Have you ever had one of those days? One of those weeks?

One of those weeks started last Thursday for me. I was sleeping on my couch and heard sirens – LOTS of sirens. Having no way of knowing what emergency crews were rushing to, I got ready and headed to work unaware.

After arriving at work, I soon learned that two people were killed in a fire outside of Austin. Or at least that’s what the initial report was.

This was horrible news, terrible. When I came to Austin I expected to cover stories that were upsetting, but being hit with the first death I would have to cover as a news story was sobering.

After gaining some information from local authorities, I drove to the scene to see if any information was available. A part of me was very aware that seeking any information about the fire could be invasive to the victims’ families. But unfortunately, at times, asking questions is my job.

I wrote the first story about the fire and felt incredibly sad. Two people had died. Each had their own dreams and lived their lives completely unaware of how or when the end would come.

The next morning, I had the privilege of speaking to Mike Cotter about his brother, Richard, who local authorities had tentatively identified as one of the victims of the fire.

Talking to Mike was heartbreaking. Here was a man who loved his brother, looked up to him, and was suddenly confronted with the stark reality that he would never see him again.

Amazingly, as I spoke to him, he reached out to me. By the time he left we were laughing after a story he shared with me. Our laughter was a reminder that life is made of tragedy and joy intermingling, and that either can hit at an unexpected moment.

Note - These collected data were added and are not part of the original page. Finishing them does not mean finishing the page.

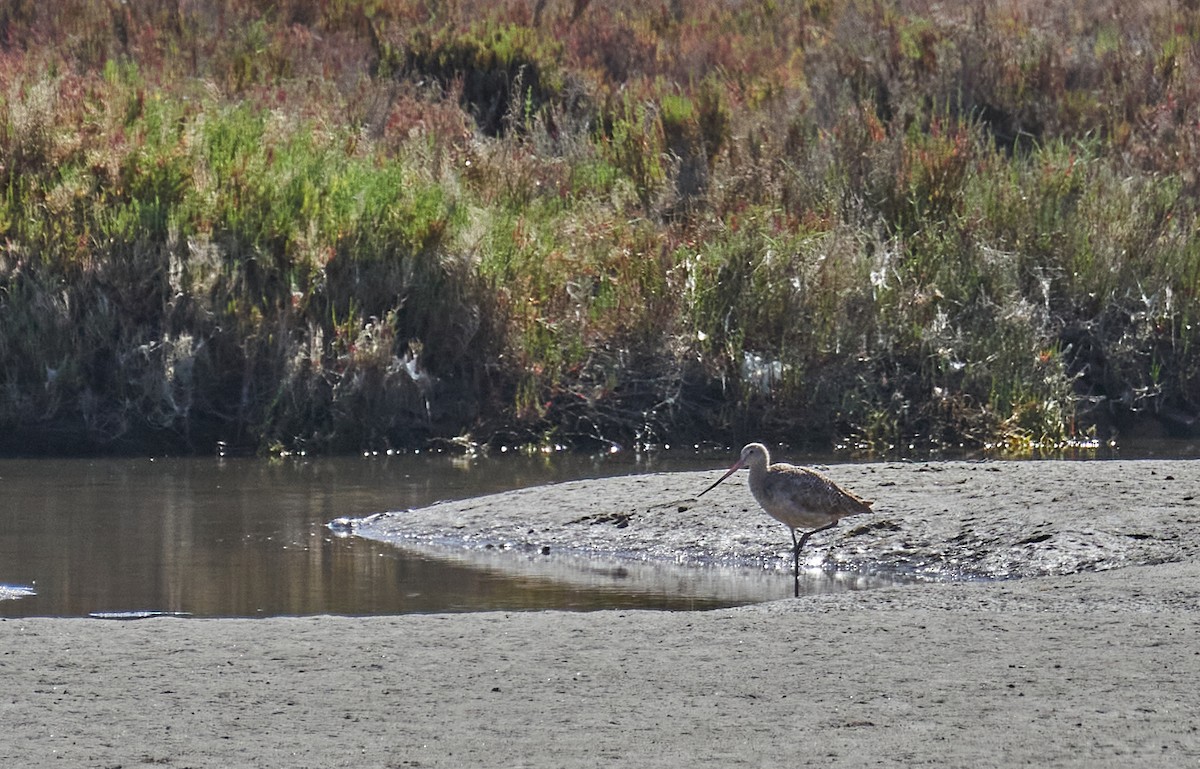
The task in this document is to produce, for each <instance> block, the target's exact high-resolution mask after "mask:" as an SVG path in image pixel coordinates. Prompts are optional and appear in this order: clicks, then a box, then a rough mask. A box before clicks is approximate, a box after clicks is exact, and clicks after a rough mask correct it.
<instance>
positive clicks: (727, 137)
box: [0, 0, 1200, 452]
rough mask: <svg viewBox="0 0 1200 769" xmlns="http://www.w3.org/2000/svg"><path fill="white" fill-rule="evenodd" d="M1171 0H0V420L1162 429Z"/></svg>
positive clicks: (954, 446)
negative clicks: (1091, 3)
mask: <svg viewBox="0 0 1200 769" xmlns="http://www.w3.org/2000/svg"><path fill="white" fill-rule="evenodd" d="M1193 5H1194V4H1148V2H1147V4H1135V5H1128V4H1124V5H1121V4H1100V5H1094V4H1093V5H1088V6H1086V7H1084V6H1078V4H1070V2H1067V1H1066V0H1052V1H1051V2H1048V4H1040V5H1037V6H1030V7H1021V8H1020V10H1012V11H1009V12H1002V11H1000V10H996V8H991V6H988V5H978V4H976V5H971V4H966V5H962V4H958V5H954V4H950V5H944V4H943V5H928V4H920V2H896V4H882V5H881V4H875V5H871V4H863V2H857V1H854V0H835V1H832V2H810V4H804V5H803V7H800V6H797V7H790V8H788V11H787V12H786V13H785V12H782V11H780V8H779V7H776V6H775V5H774V4H763V5H755V4H733V5H731V4H726V2H718V1H715V0H713V1H708V0H706V1H703V2H698V4H677V2H671V4H666V2H650V4H646V2H637V4H631V2H606V4H589V2H576V4H574V5H570V4H545V2H536V4H529V2H523V1H520V0H511V1H508V2H502V4H480V2H475V1H473V0H458V1H455V2H445V4H438V12H437V14H431V13H430V12H428V11H427V8H426V5H425V4H420V2H409V1H408V0H397V1H395V2H361V4H359V2H338V4H310V2H305V1H302V0H298V1H294V2H287V4H283V5H281V6H277V7H274V6H272V8H274V10H271V11H269V12H264V11H263V10H262V8H263V7H264V6H263V5H262V4H256V2H248V1H240V0H239V1H234V2H227V4H221V10H220V11H218V10H216V8H215V6H210V5H206V4H199V5H194V4H193V5H187V6H181V5H180V4H178V2H166V1H158V0H146V1H142V2H136V4H116V5H113V4H73V5H70V8H71V11H70V12H67V10H66V8H67V7H68V5H67V4H53V2H52V4H38V2H16V4H8V5H6V6H5V8H4V10H2V11H0V49H2V55H0V190H2V191H4V192H2V193H0V240H2V242H4V246H2V247H0V365H2V367H4V371H5V383H4V385H5V386H4V390H2V392H0V434H2V435H4V438H0V449H5V450H8V451H32V450H40V449H41V450H52V451H56V450H64V449H78V447H121V446H125V447H138V449H140V450H145V449H151V450H154V449H162V447H169V449H175V450H178V449H194V450H203V451H209V450H211V447H212V446H214V445H216V443H217V441H218V440H222V441H226V443H227V445H229V446H233V447H250V449H251V450H268V449H275V450H284V449H287V450H296V449H308V450H318V451H348V450H359V449H362V447H379V449H382V447H386V446H403V445H420V444H424V443H426V441H428V440H431V439H451V438H455V437H466V441H467V443H469V441H472V440H475V441H480V440H481V441H497V443H506V444H522V443H535V444H552V443H564V444H578V443H584V441H593V443H594V441H601V443H602V441H606V440H613V441H619V443H622V444H625V445H630V444H634V443H654V441H661V440H667V439H671V440H677V441H678V440H680V439H685V438H696V437H703V438H712V437H715V435H720V437H722V440H726V439H727V440H730V441H733V443H736V441H737V440H738V439H739V438H740V437H745V435H751V434H752V435H754V437H756V438H762V439H776V438H778V439H791V440H793V441H794V440H796V435H805V437H806V441H808V443H810V444H811V445H814V446H816V447H821V449H824V447H829V446H832V445H834V444H835V443H839V441H841V440H842V439H844V438H846V437H848V440H846V441H845V444H846V445H847V446H851V447H856V449H858V450H863V451H876V450H880V449H888V447H895V446H908V445H912V446H914V450H917V451H920V450H926V449H940V447H958V446H965V447H967V449H970V447H976V446H984V445H989V444H991V445H1001V446H1007V447H1008V449H1009V450H1012V451H1019V452H1031V451H1036V450H1038V449H1040V447H1043V446H1054V445H1063V444H1064V443H1066V441H1070V440H1075V439H1079V438H1085V439H1086V438H1090V437H1092V435H1096V437H1099V438H1106V437H1108V435H1109V434H1111V432H1112V431H1114V429H1121V428H1124V427H1128V426H1129V425H1130V423H1132V422H1133V419H1132V417H1133V416H1136V415H1138V414H1150V413H1153V414H1154V415H1157V417H1158V419H1159V421H1160V423H1162V425H1164V426H1165V427H1168V428H1170V429H1177V431H1188V429H1193V427H1192V426H1193V425H1194V419H1195V414H1196V409H1198V403H1196V397H1195V393H1196V391H1198V386H1200V358H1198V355H1200V346H1198V344H1196V342H1198V341H1200V340H1198V335H1200V328H1198V325H1196V323H1198V318H1200V312H1198V311H1200V294H1198V290H1196V287H1198V286H1200V247H1198V240H1196V238H1195V233H1196V229H1198V221H1200V220H1198V216H1196V200H1198V194H1196V192H1198V186H1196V185H1198V181H1196V175H1195V168H1196V161H1198V158H1196V146H1200V142H1198V138H1200V137H1198V131H1200V128H1198V126H1200V119H1198V118H1200V97H1198V94H1200V91H1196V89H1194V88H1192V86H1190V84H1193V83H1194V82H1195V80H1196V77H1198V76H1200V60H1198V59H1196V56H1194V55H1189V53H1188V52H1189V50H1192V49H1193V48H1194V46H1195V43H1196V38H1198V37H1200V11H1198V10H1195V8H1194V7H1193ZM726 437H728V438H726Z"/></svg>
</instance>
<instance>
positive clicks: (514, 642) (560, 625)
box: [0, 462, 1200, 767]
mask: <svg viewBox="0 0 1200 769" xmlns="http://www.w3.org/2000/svg"><path fill="white" fill-rule="evenodd" d="M1198 470H1200V464H1198V463H1194V462H1148V463H1136V462H1106V463H1080V464H1076V463H1038V464H1009V463H983V464H968V463H942V464H937V465H908V464H896V465H847V467H838V468H830V474H833V475H834V476H835V477H838V479H839V480H841V481H845V482H846V483H848V485H851V486H852V487H854V488H856V489H857V491H859V492H862V493H864V494H866V495H869V497H875V498H876V499H877V500H878V503H877V507H878V512H877V513H875V515H872V516H869V517H864V518H860V519H856V521H854V522H853V523H851V522H850V521H847V522H845V523H844V525H842V527H840V528H839V529H836V530H834V531H830V533H827V534H829V535H830V536H828V537H827V539H824V540H823V541H822V542H821V543H820V546H818V547H817V548H816V549H815V551H814V553H812V555H810V560H809V564H810V566H816V565H818V564H820V563H822V561H823V560H826V559H828V561H829V563H836V564H841V565H842V566H844V567H847V569H850V567H856V566H857V565H858V564H860V563H864V560H863V559H868V558H871V557H872V549H874V551H875V557H877V559H878V561H880V563H884V564H894V565H905V566H906V567H910V569H914V570H918V571H925V572H928V573H944V572H946V571H953V572H955V573H972V575H982V573H1004V575H1007V576H1020V577H1022V578H1015V579H1006V581H998V582H997V581H971V582H949V583H948V582H938V583H930V584H914V585H906V587H896V588H882V589H875V590H866V591H853V593H839V594H827V595H814V596H806V597H802V599H799V600H793V599H787V600H780V601H772V602H768V603H760V605H755V606H748V607H742V608H734V609H719V611H713V612H697V613H684V612H680V613H659V612H598V613H590V614H570V613H556V612H540V613H512V614H509V613H486V614H458V615H408V617H390V618H343V617H312V618H284V619H263V620H232V619H221V620H190V619H167V618H164V619H148V620H140V621H127V623H118V621H104V620H86V619H11V620H6V621H0V675H2V680H4V697H2V698H0V713H2V717H4V723H5V727H6V728H5V731H4V735H2V737H0V759H2V765H13V767H23V765H58V767H116V765H124V767H130V765H138V764H164V765H172V767H418V765H420V767H474V765H479V767H484V765H486V767H599V765H629V767H683V765H706V767H760V765H762V767H768V765H770V767H774V765H781V764H791V765H834V767H865V765H893V767H914V765H936V767H1010V765H1019V764H1032V765H1039V767H1181V765H1195V764H1196V763H1198V762H1200V731H1198V729H1200V693H1198V692H1200V642H1198V641H1196V639H1198V638H1200V633H1198V631H1200V626H1198V625H1200V623H1198V617H1200V613H1198V612H1200V559H1198V558H1196V547H1198V545H1196V542H1198V541H1200V537H1198V534H1200V530H1198V529H1200V510H1198V507H1196V505H1195V501H1194V498H1195V493H1196V491H1198V488H1200V473H1198ZM640 477H644V479H648V480H644V481H640V482H638V481H636V479H625V480H619V479H618V480H613V481H594V482H589V483H582V485H570V486H569V485H562V487H550V488H546V489H536V491H530V492H527V493H526V494H524V495H520V497H517V498H512V497H497V498H492V499H490V500H475V501H472V503H460V505H457V506H449V505H448V506H442V505H439V506H436V507H433V509H426V510H424V511H418V512H415V513H412V515H409V516H408V519H409V521H410V522H412V525H409V527H407V528H406V525H402V524H401V523H400V519H401V518H400V517H396V518H389V519H380V521H378V522H376V523H374V524H373V525H376V524H378V525H379V527H388V528H389V530H390V536H398V537H407V539H410V540H412V541H414V542H430V541H432V540H433V539H438V542H439V546H444V547H445V546H450V545H449V542H450V541H451V540H452V539H454V537H458V539H457V541H458V542H460V546H458V547H460V549H463V551H464V552H468V553H469V552H474V551H479V552H487V553H491V554H492V557H494V553H496V551H497V549H500V551H502V552H508V553H510V554H511V555H512V558H514V560H517V559H520V558H522V557H524V555H526V554H527V552H528V551H530V549H532V548H536V549H535V551H534V552H535V553H539V554H540V553H541V552H542V548H546V547H548V548H550V552H551V554H556V551H557V549H568V548H571V549H574V551H577V552H588V551H594V552H596V553H610V554H611V553H620V554H623V555H622V557H624V558H634V559H638V558H665V557H673V555H672V553H674V554H676V555H678V557H680V558H692V559H695V560H696V561H697V563H700V564H702V565H703V564H704V563H708V561H714V560H715V561H721V563H725V561H726V560H743V561H746V563H752V561H756V560H757V561H758V563H760V566H758V567H760V570H761V569H762V566H763V565H766V566H767V567H768V569H774V567H775V566H776V565H778V564H776V561H778V560H780V559H779V555H780V552H781V551H780V547H779V543H780V541H781V540H782V537H786V530H784V529H781V528H778V527H773V525H772V524H770V522H769V521H767V522H763V521H761V519H758V516H761V515H762V513H760V512H757V511H756V510H754V507H752V504H746V500H745V499H742V495H743V494H745V493H746V492H745V488H744V487H743V486H738V485H733V486H732V487H731V488H728V489H725V487H724V486H722V487H719V489H718V491H721V492H722V495H716V497H715V499H714V500H713V501H712V503H709V501H708V499H709V495H706V497H704V501H706V504H704V505H703V506H701V505H698V504H697V503H696V501H695V499H694V498H692V497H691V495H694V494H695V492H696V491H698V489H700V488H703V481H704V480H708V479H709V475H706V474H677V475H659V476H640ZM731 480H732V479H731ZM629 483H635V486H638V487H644V488H643V491H642V492H640V494H641V495H638V494H635V493H634V492H632V491H630V488H631V487H630V486H626V485H629ZM742 483H744V477H743V479H742ZM568 486H569V487H568ZM722 489H724V491H722ZM715 494H716V492H713V494H710V495H715ZM539 499H540V500H541V501H538V500H539ZM647 500H654V501H652V503H650V504H649V506H648V505H647ZM516 503H520V504H516ZM667 503H670V504H667ZM655 505H665V506H661V507H660V506H655ZM630 510H631V511H632V517H631V518H630V519H629V522H628V523H626V525H624V527H620V528H618V527H617V523H616V521H614V519H613V518H608V517H606V518H605V521H602V522H594V523H593V522H590V521H592V518H588V516H596V515H602V516H611V515H613V513H624V512H629V511H630ZM714 513H715V515H714ZM751 513H752V515H751ZM690 516H691V517H695V521H694V523H695V524H696V528H695V530H694V531H692V533H691V534H686V533H683V534H679V535H678V539H677V540H676V539H672V540H671V541H668V542H666V543H661V540H660V535H662V533H664V531H666V530H667V529H670V530H671V531H678V530H680V529H686V528H688V527H686V525H684V524H685V523H686V521H690V519H691V518H690ZM680 517H683V521H680ZM530 521H539V525H533V527H530V524H529V522H530ZM572 522H574V523H572ZM761 523H766V524H767V525H766V527H763V528H760V527H758V524H761ZM530 529H532V531H530ZM542 529H544V530H542ZM382 530H383V529H379V530H376V531H374V534H380V533H382ZM630 530H632V531H634V533H632V534H630ZM638 531H641V534H638ZM618 537H619V541H617V539H618ZM689 537H691V542H692V543H691V545H690V546H689V545H688V542H689ZM725 537H728V539H725ZM668 539H670V537H668ZM493 540H494V541H500V542H502V546H500V548H497V547H496V545H494V541H493ZM655 541H658V542H659V543H654V542H655ZM504 542H506V543H509V546H510V548H509V549H508V551H504V549H503V543H504ZM614 542H616V543H614ZM488 543H492V545H493V547H492V548H491V549H487V548H486V545H488ZM726 545H728V546H730V547H733V549H734V552H732V553H726V551H725V548H726ZM658 547H661V548H662V549H655V551H654V552H649V551H647V549H646V548H658ZM672 548H678V552H677V551H676V549H672ZM725 565H726V566H727V565H728V564H725ZM701 567H702V566H701ZM776 576H778V578H779V579H782V581H785V582H790V578H788V577H786V576H785V575H784V573H782V571H780V572H779V573H778V575H776Z"/></svg>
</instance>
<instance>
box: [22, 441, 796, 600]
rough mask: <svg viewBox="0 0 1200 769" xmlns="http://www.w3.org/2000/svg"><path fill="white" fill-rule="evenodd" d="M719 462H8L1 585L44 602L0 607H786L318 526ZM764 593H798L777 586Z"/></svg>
mask: <svg viewBox="0 0 1200 769" xmlns="http://www.w3.org/2000/svg"><path fill="white" fill-rule="evenodd" d="M720 464H721V461H714V459H701V458H698V457H695V456H691V457H682V458H678V459H673V461H666V462H654V463H646V462H638V461H634V459H630V458H625V457H578V456H564V455H554V456H551V457H510V458H490V459H474V461H468V459H463V458H461V457H450V456H445V455H419V456H413V455H408V456H392V457H372V458H362V457H356V458H331V459H312V461H305V459H283V461H264V459H218V458H188V459H154V461H151V459H67V461H61V459H31V461H25V459H10V461H0V585H8V587H17V588H32V590H34V591H35V593H36V594H35V595H29V596H25V597H19V599H14V600H0V617H29V615H58V617H74V615H88V614H90V613H95V612H134V611H170V612H188V613H192V614H194V615H202V617H203V615H209V617H268V615H280V614H318V613H337V614H394V613H402V612H434V611H478V609H497V608H504V609H506V608H511V609H533V608H568V609H590V608H667V609H671V608H709V607H718V606H730V605H736V603H745V602H749V601H754V600H766V599H767V597H781V595H778V596H776V595H755V594H754V593H752V591H751V594H749V595H748V594H746V591H745V588H744V585H743V587H740V588H738V590H737V591H736V593H730V594H722V590H721V588H720V581H719V579H718V581H715V582H714V587H713V589H712V590H710V591H709V593H710V594H708V595H704V594H701V595H697V594H696V593H695V591H692V593H691V595H689V596H682V595H678V594H677V593H676V591H673V590H670V589H662V588H649V589H646V588H643V587H640V585H637V584H626V583H624V582H619V581H618V582H617V583H614V584H608V583H602V584H599V585H595V587H588V585H582V587H581V585H578V584H574V585H572V584H570V583H559V582H556V581H554V579H552V578H545V577H538V576H533V577H528V576H526V577H522V576H512V575H505V573H502V572H499V571H490V570H487V569H480V567H473V566H469V565H466V564H462V563H455V561H454V560H450V559H440V558H434V557H430V555H421V554H418V553H410V552H404V551H400V549H396V548H394V547H391V546H388V545H383V543H378V542H373V541H368V540H362V539H359V537H337V536H335V535H334V534H332V533H331V531H330V530H329V529H328V528H326V527H325V524H326V523H328V522H329V521H331V519H334V518H337V517H341V516H364V515H368V513H371V512H377V511H383V510H402V509H406V507H414V506H420V505H426V504H430V503H433V501H437V500H440V499H451V498H466V497H473V495H479V494H486V493H492V492H497V491H504V489H509V488H516V487H523V486H533V485H538V483H545V482H551V481H560V480H569V479H577V477H595V476H604V475H614V474H628V473H637V471H659V470H667V469H684V468H688V469H702V468H714V467H720ZM680 578H686V576H685V575H684V576H682V577H680ZM610 582H612V581H610ZM770 584H773V585H774V588H776V589H779V590H786V589H787V588H790V581H787V579H784V578H778V579H773V581H770ZM10 593H11V591H10Z"/></svg>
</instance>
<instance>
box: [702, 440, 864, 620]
mask: <svg viewBox="0 0 1200 769" xmlns="http://www.w3.org/2000/svg"><path fill="white" fill-rule="evenodd" d="M744 467H749V468H750V493H752V494H754V498H755V499H756V500H757V501H758V505H760V506H762V509H763V510H766V511H767V515H769V516H770V517H772V518H774V519H776V521H779V522H780V523H782V524H784V525H786V527H787V528H788V529H791V531H792V581H793V587H794V594H796V597H799V596H800V551H802V549H803V548H804V543H805V542H808V541H809V537H810V536H812V535H814V534H816V533H817V531H824V530H826V529H832V528H833V527H835V525H838V521H840V519H842V518H845V517H846V516H857V515H859V513H864V512H870V511H871V501H870V500H866V499H863V498H860V497H858V495H857V494H853V493H852V492H848V491H846V489H845V488H842V487H841V486H838V485H836V483H834V482H833V481H830V480H829V479H828V477H826V476H824V475H821V474H820V473H816V471H814V470H808V469H805V468H800V467H796V465H794V464H787V463H786V462H776V463H774V464H772V463H770V453H769V452H768V451H767V446H764V445H762V444H761V443H751V444H746V445H745V446H744V447H743V449H742V456H740V457H738V461H737V462H734V463H733V467H731V468H730V469H728V470H727V471H726V473H725V475H722V476H721V477H719V479H716V481H715V482H714V483H713V485H712V486H709V487H708V488H706V489H704V491H702V492H700V493H698V494H697V497H703V495H704V494H707V493H708V492H710V491H713V489H714V488H716V485H718V483H720V482H721V481H724V480H725V479H727V477H728V476H731V475H733V474H734V473H737V471H738V470H740V469H742V468H744ZM796 529H808V530H806V531H804V534H803V535H802V536H800V537H799V539H798V540H797V539H796Z"/></svg>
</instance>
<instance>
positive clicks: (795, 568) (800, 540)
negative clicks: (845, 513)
mask: <svg viewBox="0 0 1200 769" xmlns="http://www.w3.org/2000/svg"><path fill="white" fill-rule="evenodd" d="M835 525H838V522H836V521H833V522H832V523H827V524H824V525H823V527H821V528H820V529H812V530H811V531H805V533H804V536H802V537H800V541H799V542H797V541H796V529H792V545H793V546H794V547H793V548H792V578H793V587H794V597H800V551H802V549H804V543H805V542H808V541H809V537H810V536H812V535H814V534H816V533H817V531H824V530H826V529H832V528H833V527H835Z"/></svg>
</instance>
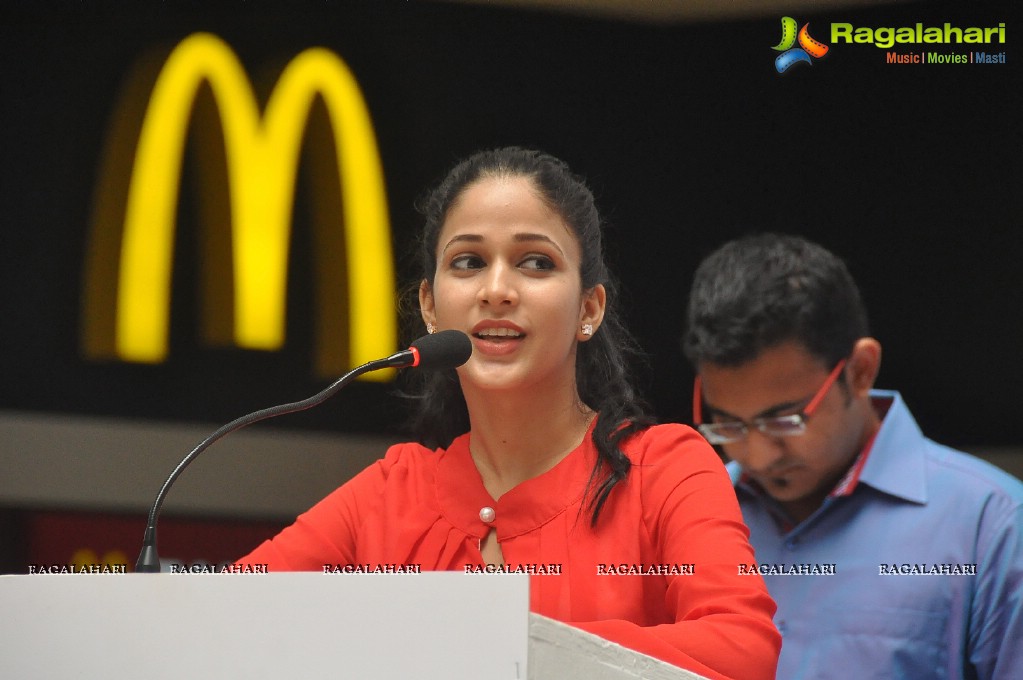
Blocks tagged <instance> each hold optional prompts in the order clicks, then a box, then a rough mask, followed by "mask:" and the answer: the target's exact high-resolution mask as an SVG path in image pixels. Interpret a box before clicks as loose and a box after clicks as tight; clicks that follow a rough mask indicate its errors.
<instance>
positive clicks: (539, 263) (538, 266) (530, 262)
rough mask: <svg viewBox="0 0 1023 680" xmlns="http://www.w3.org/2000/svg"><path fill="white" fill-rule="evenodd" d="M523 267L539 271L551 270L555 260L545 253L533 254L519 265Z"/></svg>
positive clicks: (528, 268) (552, 266)
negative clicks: (545, 253) (551, 258)
mask: <svg viewBox="0 0 1023 680" xmlns="http://www.w3.org/2000/svg"><path fill="white" fill-rule="evenodd" d="M519 266H520V267H522V268H523V269H535V270H537V271H549V270H551V269H554V261H553V260H551V259H550V258H548V257H547V256H545V255H531V256H529V257H528V258H526V259H525V260H523V261H522V263H521V264H520V265H519Z"/></svg>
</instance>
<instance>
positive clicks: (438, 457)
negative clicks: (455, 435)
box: [376, 436, 465, 474]
mask: <svg viewBox="0 0 1023 680" xmlns="http://www.w3.org/2000/svg"><path fill="white" fill-rule="evenodd" d="M463 439H465V436H462V437H458V438H456V439H455V440H454V441H453V442H451V444H450V445H449V446H448V447H447V448H446V449H445V448H436V449H431V448H430V447H428V446H426V445H424V444H420V443H419V442H401V443H399V444H394V445H392V446H391V447H389V448H388V450H387V452H386V453H385V454H384V457H383V458H382V459H380V460H377V461H376V465H377V467H380V468H381V470H382V471H383V472H385V474H387V473H388V472H390V471H392V470H397V469H409V468H421V467H435V466H436V465H437V463H438V461H439V460H440V459H441V458H442V457H443V456H444V455H445V454H446V453H447V452H448V451H454V450H456V449H457V448H458V447H460V446H462V440H463Z"/></svg>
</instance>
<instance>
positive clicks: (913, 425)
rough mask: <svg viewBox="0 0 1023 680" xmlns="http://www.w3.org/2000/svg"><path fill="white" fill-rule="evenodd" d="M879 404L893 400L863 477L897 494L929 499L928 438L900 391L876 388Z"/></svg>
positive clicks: (892, 400)
mask: <svg viewBox="0 0 1023 680" xmlns="http://www.w3.org/2000/svg"><path fill="white" fill-rule="evenodd" d="M871 399H872V400H873V401H874V404H875V407H876V408H877V405H878V404H879V403H882V402H884V401H888V402H890V406H889V407H888V412H887V413H885V415H884V419H883V420H882V421H881V428H880V429H878V434H877V436H876V437H875V438H874V447H873V449H872V451H873V453H872V455H871V457H870V460H868V461H866V464H865V465H864V466H863V470H862V472H861V474H860V475H859V481H860V482H861V483H862V484H865V485H868V486H870V487H873V488H875V489H877V490H878V491H882V492H884V493H886V494H889V495H891V496H895V497H896V498H901V499H903V500H907V501H911V502H914V503H926V502H927V459H926V455H925V444H926V442H927V440H926V439H925V438H924V434H923V433H922V432H921V429H920V425H918V424H917V421H916V420H915V419H914V417H913V414H911V413H909V409H908V408H907V407H906V405H905V402H903V401H902V397H901V395H899V393H897V392H891V391H886V390H872V391H871Z"/></svg>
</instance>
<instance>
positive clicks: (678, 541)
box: [238, 424, 781, 680]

Then, Friday afternoon came along and hit me in the gut. I was suddenly confronted with the fact that Richard and Mary had not died as the result of the fire. In my short time as a reporter I have never been faced with such a horrific truth before – it was a double homicide.

Who could do such a thing? And why? Though I had a lot of questions I also was aware that sometimes the evil that men do is so incomprehensible no one can make sense of it. I certainly couldn’t.

My mind returned to Mike Cotter. I knew I was thrown by the reality of the situation, but what about him?

How can Mike deal with the knowledge that someone could decide – make a conscious decision – to take his brother’s life? How could anyone think a life was worth so little that it could be taken? Why didn’t the knowledge that this was a life, a LIFE, stop the person who committed the murder before he carried it out? It is possible we may never know.

On Saturday I heard the worst news I’d heard all week – Richard’s son was arrested for the crime.

There is a part of me that is grateful the authorities made an arrest in a short period of time, but another part of me knows that the arrest is only the beginning of a tragic drama yet to be played out. There will be an arraignment and possibly a trial, and all of us – family, friends and residents of Austin alike – will have to face it. Just like we will have to face the upcoming trial from last summer’s double murder.

I truly have an overwhelming amount of sympathy within me for the families and friends of Richard and Mary. My thoughts are with all of you.

I will still have to report this case and I will need to stay objective – one of the harder parts of this job – but what I don’t have to do is shut off my emotions. I can’t.

Heaven help me if I ever become so callous as to think of a person’s death as just another news story. That will be the day I stop reporting.

I hope I never forget that each thing I report involves a person, people. People who made an impact and leave a shadow of their spirit here when they pass.